The dietary principles of Traditional Chinese Medicine are a self-contained component of an entire system which also includes herbal medicine, acupuncture, massage, chi gung, tai chi and meditation. Food is treated as both nourishment and medicine with specific recipes that can be used ordinarily to strenghthen various body functions, or therapeutically to correct imbalances and cure illness. Foods and recipes artfully combine the "Five Flavours", grouped according to the requirements of the Preventive or Remedial diet of an individual. Food is treated in this way because it is understood energetically. All food has its own quality and directional flow, so by combining these with care a person can eat in ways that support organ functions and particular energy requirements, repair imbalances and clear toxins and accumulations.

"Food as energy" is fundamental to our personal sense of vitality and it connects humans to each other socially and universally. It is the warming and nourishing focus of many social gatherings and daily contact between members of a household, as well as being the thing that people the world over need in order to survive. As a race we are united by our common need for food and divided by our access to it.

"Food as energy" is also demonstrated in how we choose and prepare it. The process, from planning a menu or wandering around looking for inspiration, to selecting the exact piece; cutting, dicing, shredding; baking, boiling, frying, presenting; combining, mixing; and serving, is a transformational alchemy involving hands, mind and heart. It is as though in handling the food and bringing it into a form that we can take pleasure from ingesting, we have pre-digested it out of its rawness into something that expresses how we are with food.

A meal is the result of a complex process and an expression of our individuality.
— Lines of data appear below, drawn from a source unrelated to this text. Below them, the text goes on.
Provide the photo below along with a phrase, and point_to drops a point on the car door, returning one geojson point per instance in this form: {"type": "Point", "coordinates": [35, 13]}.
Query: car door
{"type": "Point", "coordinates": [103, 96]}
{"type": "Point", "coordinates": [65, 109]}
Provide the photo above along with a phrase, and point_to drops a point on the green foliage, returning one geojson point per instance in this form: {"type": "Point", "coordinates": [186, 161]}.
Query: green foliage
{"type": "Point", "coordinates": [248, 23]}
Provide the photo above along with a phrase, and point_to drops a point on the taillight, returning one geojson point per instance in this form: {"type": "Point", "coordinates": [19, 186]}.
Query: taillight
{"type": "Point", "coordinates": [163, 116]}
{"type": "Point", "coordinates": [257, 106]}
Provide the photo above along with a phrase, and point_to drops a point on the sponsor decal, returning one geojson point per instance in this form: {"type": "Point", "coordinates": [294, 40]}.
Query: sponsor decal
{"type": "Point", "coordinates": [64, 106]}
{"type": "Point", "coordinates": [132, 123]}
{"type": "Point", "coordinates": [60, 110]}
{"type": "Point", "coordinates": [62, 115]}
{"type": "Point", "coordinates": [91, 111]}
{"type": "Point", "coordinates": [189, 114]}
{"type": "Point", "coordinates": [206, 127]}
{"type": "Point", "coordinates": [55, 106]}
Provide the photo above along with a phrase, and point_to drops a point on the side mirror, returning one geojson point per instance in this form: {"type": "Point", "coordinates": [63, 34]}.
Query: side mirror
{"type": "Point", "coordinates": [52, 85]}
This is why the same meal created by two different people can taste so different, according to the quality and proportions of ingredients used, combinations that are created, length and intensity of cooking time and a general orderliness in the whole process.
What we get out of a meal is the result of what we put into it and how we do it.
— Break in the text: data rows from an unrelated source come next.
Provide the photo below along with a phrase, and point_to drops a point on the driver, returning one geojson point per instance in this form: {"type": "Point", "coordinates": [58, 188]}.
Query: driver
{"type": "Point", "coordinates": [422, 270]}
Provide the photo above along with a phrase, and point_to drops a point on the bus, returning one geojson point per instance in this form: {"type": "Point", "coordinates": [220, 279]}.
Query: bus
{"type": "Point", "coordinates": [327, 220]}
In a meal we are able to see a representation of the complex and varied ways in which we are linked with human culture and the natural world. It is a cyclic process of energies combining and transforming from thought into substance and back into thought in reciprocal exchange.

Food growers think crops, then grow them; food preparers think the meal then prepare it, and in between there is harvesting, transportation and distribution thought about, then done. The co-operation and combined effort from many people working together, and the generative proceses of nature result in the food on our tables.

Food is an intensely hands-on experience,even including automation for harvesting and processing. It is through hands that food is served, and hands as an extension of the heart are extending our hearts to each other through the sharing of food.
"Food as energy" is as much nourishment for the heart and soul as for the physical body.

Social occasions are enhanced by food and through it we are identified both as groups, in the sharing of a meal, and as individuals in our choice of foods for personal requirements. Food is a potent reminder that we are not isolated units but truly are "All One" and it is this principle of connectedness that Shiatsu practitioners are constantly working with in the harmonising and balancing of their clients' energies.